February 18, 2019   //   International Tax   //   By PKF International


The interest expense limitation rules were modified by the Tax Cuts and Jobs Act (TCJA) in December 2017. On 26 November 2018, the Internal Revenue Service (IRS) released proposed regulations and related guidance.

For multinational companies, it is important to know that the proposed regulations clarify that the changes to the interest expense limitation rules apply to controlled foreign corporations (CFCs) in the same manner they
apply to a domestic C corporation. For instance, the new interest limitation rules have to be used when computing subpart F income to be included in the taxable income of the parent company. However, the proposed regulations allude to certain cases where the application of the new interest limitation rules can be modified.

The Treasury Department and the IRS continue to study whether additional modifications to the application should be provided. This could include situations where a CFC is exempt from the application of the new interest limitation rules.

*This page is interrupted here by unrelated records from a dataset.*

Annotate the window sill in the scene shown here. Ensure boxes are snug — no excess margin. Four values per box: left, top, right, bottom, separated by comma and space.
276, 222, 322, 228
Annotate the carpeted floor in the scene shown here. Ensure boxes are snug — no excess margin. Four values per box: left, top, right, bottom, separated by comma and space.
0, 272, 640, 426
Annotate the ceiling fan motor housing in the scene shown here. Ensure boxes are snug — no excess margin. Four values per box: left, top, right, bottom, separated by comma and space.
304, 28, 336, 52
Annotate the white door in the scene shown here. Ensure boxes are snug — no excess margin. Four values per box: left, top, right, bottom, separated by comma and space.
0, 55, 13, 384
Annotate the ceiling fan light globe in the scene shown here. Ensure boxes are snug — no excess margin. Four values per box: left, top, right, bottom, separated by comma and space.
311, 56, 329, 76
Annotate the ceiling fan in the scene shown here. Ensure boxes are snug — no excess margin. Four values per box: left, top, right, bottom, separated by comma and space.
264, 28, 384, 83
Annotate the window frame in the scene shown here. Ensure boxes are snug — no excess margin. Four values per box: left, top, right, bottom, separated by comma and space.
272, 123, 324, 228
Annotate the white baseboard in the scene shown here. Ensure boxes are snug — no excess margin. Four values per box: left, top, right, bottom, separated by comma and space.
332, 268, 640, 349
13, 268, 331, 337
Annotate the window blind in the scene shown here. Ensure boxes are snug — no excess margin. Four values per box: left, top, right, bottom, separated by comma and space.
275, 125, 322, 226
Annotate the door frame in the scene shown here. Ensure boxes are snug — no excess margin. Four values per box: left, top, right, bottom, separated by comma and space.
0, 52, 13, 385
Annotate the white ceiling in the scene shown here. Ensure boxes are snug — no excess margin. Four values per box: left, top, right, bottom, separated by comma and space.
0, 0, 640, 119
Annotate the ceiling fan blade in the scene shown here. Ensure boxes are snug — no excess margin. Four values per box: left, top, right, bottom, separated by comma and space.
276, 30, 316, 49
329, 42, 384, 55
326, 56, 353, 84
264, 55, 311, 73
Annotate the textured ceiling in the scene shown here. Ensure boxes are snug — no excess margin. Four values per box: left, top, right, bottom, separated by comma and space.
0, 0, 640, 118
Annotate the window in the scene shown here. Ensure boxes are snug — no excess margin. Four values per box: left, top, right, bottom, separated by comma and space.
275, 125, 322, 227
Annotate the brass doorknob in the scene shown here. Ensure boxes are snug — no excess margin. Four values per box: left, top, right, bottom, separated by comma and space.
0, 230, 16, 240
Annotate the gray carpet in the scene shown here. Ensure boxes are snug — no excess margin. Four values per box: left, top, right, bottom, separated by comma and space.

Taxpayers should look out for the publication of the Treasury decision adopting the proposed regulations as final in the Federal Register as the regulations are applicable to tax years ending after the date of the publication. However, taxpayers and their related parties may apply the proposed regulations to tax years ending after 31 December 2017 under certain conditions. Consequently, the proposed regulations would not be retroactive to the date that the TCJA was enacted.